L’Alpe d’Huez – 27e Festival du film de comédie – Conclusion.

420187602_10160246587022106_8632362967592335564_n      La compétition offrait de voir dix longs métrages et autant de courts métrages. Ainsi que huit films hors compétition, dont L’homme de Rio (de Philipe de Broca) ou Le monde de Némo, dans une piscine.

     Nous nous sommes concentrés sur la compétition. Fallait skier, aussi. Sur les huit longs et trois courts vus, voici mon top :

 

  1. Nous, les Leroy – Florent Bernard
  2. Bis repetita – Emilie Noblet
  3.  Heureux gagnants – Maxime Govare & Romain Choay
  4. Et plus si affinités – Olivier Ducray & Wilfried Meance
  5.  Allez ma fille – Chloé Jouannet (cm)
  6. Les casseurs fraudeurs – Maxime Chefdeville (cm)
  7.  Ici et là-bas – Ludovic Bernard
  8.  Presque légal – Max Mauroux
  9. Elle & Lui et le reste du monde – Emmanuelle Belohradsky
  10.  Neuilly Poissy – Grégory Boutboul
  11. Les piscinistes – Elliott Suu (cm)

Nous, les Leroy – Florent Bernard – 2024

28. Nous, les Leroy - Florent Bernard - 2024Séparation, mode d’emploi.

   8.0   Il s’agit du premier long métrage de Florent Bernard, en tant que réalisateur. Il faut rappeler d’emblée que Florent Bernard connu aussi sous le pseudonyme FloBer (créateur de Golden Moustache, Floodcast, Bloqués) est aussi à l’affiche du superbe Vermines, en tant que co-scénariste. Il a participé à l’écriture de La Flamme. C’est un fan d’Apatow et pour Nous, les Leroy il revendique aussi l’influence d’A bout de course (le chef d’œuvre de Lumet), de Kramer contre Kramer, les films d’Hal Hashby, Tandem de Patrice Leconte. C’est mon nouveau pote, en somme. 

     Sandrine Leroy (Charlotte Gainsbourg) annonce à son mari qu’elle veut divorcer. Leurs enfants ont bientôt l’âge de quitter le foyer. Or dans une opération de la dernière chance, Christophe (José Garcia) organise un week-end visant à traverser les lieux de leur histoire familiale, afin de sauver son mariage ou ce qu’il en reste.

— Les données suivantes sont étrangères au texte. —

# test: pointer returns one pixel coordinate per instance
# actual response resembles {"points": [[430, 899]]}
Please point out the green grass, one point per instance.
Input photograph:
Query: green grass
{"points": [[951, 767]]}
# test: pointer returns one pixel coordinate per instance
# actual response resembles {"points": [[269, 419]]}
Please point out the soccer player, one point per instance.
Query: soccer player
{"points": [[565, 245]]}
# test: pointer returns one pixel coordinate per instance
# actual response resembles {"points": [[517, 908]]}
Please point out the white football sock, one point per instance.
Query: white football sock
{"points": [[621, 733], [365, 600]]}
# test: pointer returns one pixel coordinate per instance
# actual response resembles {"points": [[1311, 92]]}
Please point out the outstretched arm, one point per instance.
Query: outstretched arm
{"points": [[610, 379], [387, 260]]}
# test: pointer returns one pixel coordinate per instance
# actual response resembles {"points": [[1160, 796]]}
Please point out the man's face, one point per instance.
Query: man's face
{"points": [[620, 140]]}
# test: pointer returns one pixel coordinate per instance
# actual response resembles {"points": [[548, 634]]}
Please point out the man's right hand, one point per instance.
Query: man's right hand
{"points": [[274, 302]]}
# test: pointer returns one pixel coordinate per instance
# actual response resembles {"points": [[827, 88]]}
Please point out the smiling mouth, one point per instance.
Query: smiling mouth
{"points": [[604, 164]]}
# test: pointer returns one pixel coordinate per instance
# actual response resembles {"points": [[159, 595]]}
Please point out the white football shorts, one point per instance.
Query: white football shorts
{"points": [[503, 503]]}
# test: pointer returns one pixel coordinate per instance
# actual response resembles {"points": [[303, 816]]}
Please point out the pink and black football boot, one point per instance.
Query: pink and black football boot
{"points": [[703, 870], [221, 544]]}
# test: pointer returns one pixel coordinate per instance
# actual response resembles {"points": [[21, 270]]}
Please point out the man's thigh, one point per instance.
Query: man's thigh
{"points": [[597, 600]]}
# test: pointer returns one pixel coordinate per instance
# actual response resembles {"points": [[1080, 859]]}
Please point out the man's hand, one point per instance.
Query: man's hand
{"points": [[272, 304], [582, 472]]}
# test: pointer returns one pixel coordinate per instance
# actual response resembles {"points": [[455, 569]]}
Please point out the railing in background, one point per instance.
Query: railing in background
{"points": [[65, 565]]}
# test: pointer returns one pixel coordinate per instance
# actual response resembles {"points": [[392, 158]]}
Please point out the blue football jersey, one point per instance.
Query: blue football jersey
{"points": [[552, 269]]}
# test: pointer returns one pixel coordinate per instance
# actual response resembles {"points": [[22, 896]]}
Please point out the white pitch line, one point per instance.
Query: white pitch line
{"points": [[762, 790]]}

     D’emblée il y a une idée. Pas qu’elle soit des plus réussies, mais c’est déjà une idée : raconter vingt ans de la vie d’un couple à travers les messages qu’ils se sont laissés sur le répondeur. Ce n’est pas juste un gimmick introductif, le film ne cessera d’y revenir, par cette vieille cassette du premier message enregistré ou via ce smartphone affichant les nombreux messages non écoutés.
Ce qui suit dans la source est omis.